Adrien Brody, Felicity Jones, Guy Pearce, Joe Alwyn e Raffey Cassidy através de suas interpretações navegam entre essas diferentes posições. Entre o que está na superfície, o que está imerso e aquilo que realmente é. Como o filme deixa claro e Nilton Bonder também fala em seu livro, aquele que engana a si mesmo é mais perverso do que o que engana os outros. Isso porque aquele que engana os outros está muito mais próximo de cair em si do que aquele que engana a si mesmo.

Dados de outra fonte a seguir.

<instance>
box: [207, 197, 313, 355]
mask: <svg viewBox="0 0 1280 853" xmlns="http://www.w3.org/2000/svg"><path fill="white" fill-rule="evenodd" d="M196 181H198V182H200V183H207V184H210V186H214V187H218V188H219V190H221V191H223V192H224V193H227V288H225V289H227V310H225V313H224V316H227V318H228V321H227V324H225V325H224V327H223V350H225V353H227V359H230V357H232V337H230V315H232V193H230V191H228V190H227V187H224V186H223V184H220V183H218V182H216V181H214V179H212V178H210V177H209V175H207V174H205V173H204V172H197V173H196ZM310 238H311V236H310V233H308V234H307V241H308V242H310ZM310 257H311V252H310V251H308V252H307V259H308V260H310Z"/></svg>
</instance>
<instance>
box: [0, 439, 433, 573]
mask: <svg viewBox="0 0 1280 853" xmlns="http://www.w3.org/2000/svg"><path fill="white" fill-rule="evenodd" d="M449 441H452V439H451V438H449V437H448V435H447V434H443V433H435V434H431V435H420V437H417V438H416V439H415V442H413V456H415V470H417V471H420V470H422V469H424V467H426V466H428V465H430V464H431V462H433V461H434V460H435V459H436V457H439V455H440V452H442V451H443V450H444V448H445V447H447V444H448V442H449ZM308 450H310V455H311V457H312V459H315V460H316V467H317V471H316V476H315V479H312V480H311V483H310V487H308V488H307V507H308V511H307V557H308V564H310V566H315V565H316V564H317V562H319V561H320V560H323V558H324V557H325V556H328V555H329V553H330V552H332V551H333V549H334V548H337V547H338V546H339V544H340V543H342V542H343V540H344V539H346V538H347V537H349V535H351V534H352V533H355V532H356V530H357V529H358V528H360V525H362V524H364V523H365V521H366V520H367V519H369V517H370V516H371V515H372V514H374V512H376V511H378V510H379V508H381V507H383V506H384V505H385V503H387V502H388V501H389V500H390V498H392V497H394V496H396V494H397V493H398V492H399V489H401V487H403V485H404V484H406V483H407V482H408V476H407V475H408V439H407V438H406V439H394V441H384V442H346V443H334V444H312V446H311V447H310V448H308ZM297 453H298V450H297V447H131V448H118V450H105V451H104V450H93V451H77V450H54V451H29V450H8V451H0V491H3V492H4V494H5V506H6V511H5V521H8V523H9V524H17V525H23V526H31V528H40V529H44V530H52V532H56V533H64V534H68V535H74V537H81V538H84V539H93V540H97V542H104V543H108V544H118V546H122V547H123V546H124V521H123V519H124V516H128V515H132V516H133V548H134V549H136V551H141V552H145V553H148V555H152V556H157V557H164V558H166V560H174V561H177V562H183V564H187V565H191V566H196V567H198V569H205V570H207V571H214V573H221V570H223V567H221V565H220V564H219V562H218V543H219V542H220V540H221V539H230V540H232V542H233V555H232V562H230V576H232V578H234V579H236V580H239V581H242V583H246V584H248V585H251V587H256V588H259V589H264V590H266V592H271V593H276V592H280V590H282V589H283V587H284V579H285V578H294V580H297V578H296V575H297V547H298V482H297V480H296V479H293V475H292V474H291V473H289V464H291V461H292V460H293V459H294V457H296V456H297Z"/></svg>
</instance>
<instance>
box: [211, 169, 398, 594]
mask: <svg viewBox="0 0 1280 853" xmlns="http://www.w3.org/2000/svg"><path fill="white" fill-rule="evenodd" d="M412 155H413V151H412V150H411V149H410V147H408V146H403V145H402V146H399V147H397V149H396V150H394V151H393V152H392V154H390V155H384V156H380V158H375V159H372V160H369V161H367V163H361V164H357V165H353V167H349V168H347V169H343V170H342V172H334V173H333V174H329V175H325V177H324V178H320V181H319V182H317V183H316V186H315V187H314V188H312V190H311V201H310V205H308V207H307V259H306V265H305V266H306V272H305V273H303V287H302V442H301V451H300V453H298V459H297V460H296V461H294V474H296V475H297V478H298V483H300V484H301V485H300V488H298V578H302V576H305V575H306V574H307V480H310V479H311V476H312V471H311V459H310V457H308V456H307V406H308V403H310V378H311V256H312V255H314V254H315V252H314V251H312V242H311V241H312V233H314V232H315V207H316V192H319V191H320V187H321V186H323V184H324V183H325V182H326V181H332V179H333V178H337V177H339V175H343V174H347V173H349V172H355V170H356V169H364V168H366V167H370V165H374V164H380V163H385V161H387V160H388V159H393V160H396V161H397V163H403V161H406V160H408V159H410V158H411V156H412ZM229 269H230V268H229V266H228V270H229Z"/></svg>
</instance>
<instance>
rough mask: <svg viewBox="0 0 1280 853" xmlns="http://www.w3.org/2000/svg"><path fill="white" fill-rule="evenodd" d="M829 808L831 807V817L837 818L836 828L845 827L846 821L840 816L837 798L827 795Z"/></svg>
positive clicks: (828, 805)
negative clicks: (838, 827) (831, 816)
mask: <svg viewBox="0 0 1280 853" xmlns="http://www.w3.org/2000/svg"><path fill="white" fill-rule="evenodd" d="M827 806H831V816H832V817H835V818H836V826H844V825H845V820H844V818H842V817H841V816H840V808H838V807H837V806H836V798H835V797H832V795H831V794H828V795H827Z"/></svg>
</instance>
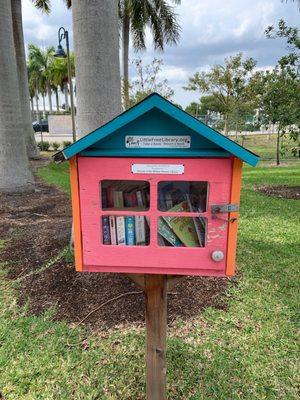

O profeta Isaías disse: “Paz… paz aos que vêm de longe e aos que vêm de perto.” Como Nilton conclui em seu livro a partir de um pensamento do rabino Abahu, para perceber o “bom”, é preciso apostar em muitos falsos “bons”, mas que, por profunda lealdade ao que é “correto”, jamais deixemos de ser não acomodados - transgressores. Espero e cultivo que sempre tenhamos a coragem de morder a maçã do conhecimento e atravessar quantos “mares vermelhos” forem necessários. Diante uma sociedade que foge da realidade, filmes como O Brutalista são importantes lembretes do que somos, de onde estamos, do que podemos ser e onde podemos estar.
“Não importa o que os outros tentem lhe dizer, o que importa é o destino, não a jornada.”